Venho batendo na tecla, que se a gente seguir com receitas anuais de 500 a 600 milhões e eles na casa do bilhão, em 2 ou 3 anos vamos estar distantes. Não tem milagre. 
Superamos os bambis e mais ainda o Santos, principalmente quando após nos organizarmos, aumentamos nossas receitas e nosso nível de investimento. E ano a ano essa diferença entre os clubes aumentou... 

Não vejo o Palmeiras entrar nessa briga e é um erro grosseiro. No MÍNIMO deveria ser proporcional às vendas. E nesse cenário, nós recebemos os mesmos 32 milhões, Flamengo 78 e gambás 48 ( Hj recebem 170 e 110 ). 
Red Bull, o Textor, o 777, o grupo City... precisam aceitar migalhas ? Vão aceitar seus clubes recebendo em PPV de 5 a 20, enquanto o Flamengo recebe 170 ? 
Acho difícil. A mentalidade e visão empresarial deles rejeitará completamente isso. 

Somado a dois outros fatores : Não faz falta em seus orçamentos esses valores oferecidos e eles não precisam da mídia expondo seus jogadores, pois ( infelizmente para seus torcedores ) esses clubes SAF´s são como categorias de base para gigantes europeus.  
O Bahia para o grupo City e os demais casos SAF´s, é como se o Palmeiras tivesse investindo 300 mil em um pequeno clube no campeonato do Piauí... não seria um valor significativo e não precisaríamos de mídia, pois a prospecção é " nossa para nós mesmos ". 

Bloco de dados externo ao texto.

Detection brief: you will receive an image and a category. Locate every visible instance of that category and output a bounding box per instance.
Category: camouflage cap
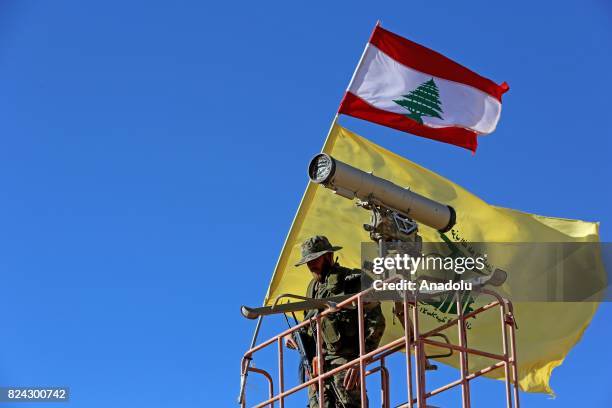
[295,235,342,266]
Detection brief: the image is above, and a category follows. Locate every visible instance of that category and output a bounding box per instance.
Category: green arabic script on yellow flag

Acho difícil a RGT conseguir a longo prazo continuar manipulando nosso futebol em beneficio de suas duas crias. 

Caramba, ótimos pontos seu e do Hadz123, não havia parado para pensar sobre isso, realmente o equilíbrio de forças na mesa de negociação vai mudar drasticamente e a legislação atual (lei pelé) é complemente defasada para encarar esse cenário.

Me parece que devemos ter uma explosão de SAFs, clubes endividados e um mercado com muito espaço para lucro dos investidores.

Será que conseguimos competir sem mudanças?